5 things to expect if Ghana’s Cabinet approves community sentencing policy


The much-talked-about community sentencing policy is currently under consideration by Ghana’s Cabinet.

This was exclusively disclosed by the Information Minister, Kojo Oppong Nkrumah during Thursday’s press briefing.

He suggested that Cabinet is open to the policy which, when successful, would allow a convicted person to carry out some activities in the community as a form of punishment.

“You know in Ghana we don’t have a community sentencing policy… If successful, when Cabinet is [assessing] laws, all of these become options that can be embarked upon,” Mr. Oppong Nkrumah said.

The community sentencing policy ensures criminal justice is served and the offender punished without having to serve jail time.

Here are five things to expect should Ghana’s Cabinet approve the policy:

1. Unpaid work

This is what many refer to as community service. The offender is made to payback the community by undertaking some works. It could be in the form of helping to keep the community clean or even taking up other roles without pay.

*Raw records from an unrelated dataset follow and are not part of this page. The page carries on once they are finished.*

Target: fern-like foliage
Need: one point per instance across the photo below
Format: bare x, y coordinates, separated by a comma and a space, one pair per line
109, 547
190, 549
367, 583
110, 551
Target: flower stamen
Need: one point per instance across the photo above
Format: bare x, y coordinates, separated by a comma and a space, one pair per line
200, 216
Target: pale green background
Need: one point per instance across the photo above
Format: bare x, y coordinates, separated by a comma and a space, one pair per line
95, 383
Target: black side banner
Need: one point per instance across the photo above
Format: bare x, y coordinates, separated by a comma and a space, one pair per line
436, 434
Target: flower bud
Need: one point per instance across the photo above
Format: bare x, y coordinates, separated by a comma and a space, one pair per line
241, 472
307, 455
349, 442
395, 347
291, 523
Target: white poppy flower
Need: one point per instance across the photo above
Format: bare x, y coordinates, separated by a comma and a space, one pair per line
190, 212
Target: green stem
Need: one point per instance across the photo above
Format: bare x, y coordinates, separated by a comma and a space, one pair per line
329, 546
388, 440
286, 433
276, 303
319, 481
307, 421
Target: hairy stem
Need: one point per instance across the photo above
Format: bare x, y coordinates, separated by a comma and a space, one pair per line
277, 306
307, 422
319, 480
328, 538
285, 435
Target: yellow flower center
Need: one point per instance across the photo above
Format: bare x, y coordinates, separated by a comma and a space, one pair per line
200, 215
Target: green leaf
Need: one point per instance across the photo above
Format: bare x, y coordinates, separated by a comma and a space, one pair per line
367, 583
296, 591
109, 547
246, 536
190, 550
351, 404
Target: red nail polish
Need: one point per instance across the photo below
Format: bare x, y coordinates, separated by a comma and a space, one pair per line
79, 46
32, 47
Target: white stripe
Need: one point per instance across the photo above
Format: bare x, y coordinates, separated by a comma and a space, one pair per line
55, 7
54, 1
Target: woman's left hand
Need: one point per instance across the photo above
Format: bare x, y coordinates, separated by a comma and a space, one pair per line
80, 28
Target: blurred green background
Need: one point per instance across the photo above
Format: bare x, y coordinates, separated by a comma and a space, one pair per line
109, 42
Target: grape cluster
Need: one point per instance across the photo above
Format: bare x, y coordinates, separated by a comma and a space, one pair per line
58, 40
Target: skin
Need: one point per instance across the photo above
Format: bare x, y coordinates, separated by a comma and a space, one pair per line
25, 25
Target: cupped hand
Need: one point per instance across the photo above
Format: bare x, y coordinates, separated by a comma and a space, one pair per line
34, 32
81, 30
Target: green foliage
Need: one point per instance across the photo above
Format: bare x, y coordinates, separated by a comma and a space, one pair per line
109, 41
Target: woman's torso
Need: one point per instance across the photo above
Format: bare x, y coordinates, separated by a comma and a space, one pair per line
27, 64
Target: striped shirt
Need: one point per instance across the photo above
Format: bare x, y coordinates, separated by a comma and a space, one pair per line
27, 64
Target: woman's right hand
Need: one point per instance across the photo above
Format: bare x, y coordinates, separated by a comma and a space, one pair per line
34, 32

2. Undertaking rehabilitation activity

This is usually for offenders who have suffered some form of addiction or are undergoing mental stress. With the offender’s consent, he or she could be made to undertake alcohol or a drug rehabilitation treatment.

3. Facing house arrest

The house arrest option, also known as home detention, is where authorities decide to confine the offender in his home or residence. This is usually done to prevent movements or any sort of travels by the offender.

4. Adherence to a curfew

Contrary to the belief by many that curfews are only imposed on communities and countries during crisis periods, a curfew can be imposed on an offender as well. This is similar to the house arrest, however, in this case, the offender is allowed to step out only during a specific time (or outside the curfew hours).

5. Prohibition from doing some activities

The community sentencing policy could also be in the form of prohibition from particular activities. For instance, if the offender caused trouble at a shop or night club, he or she could be prohibited from going to those particular places by a court order.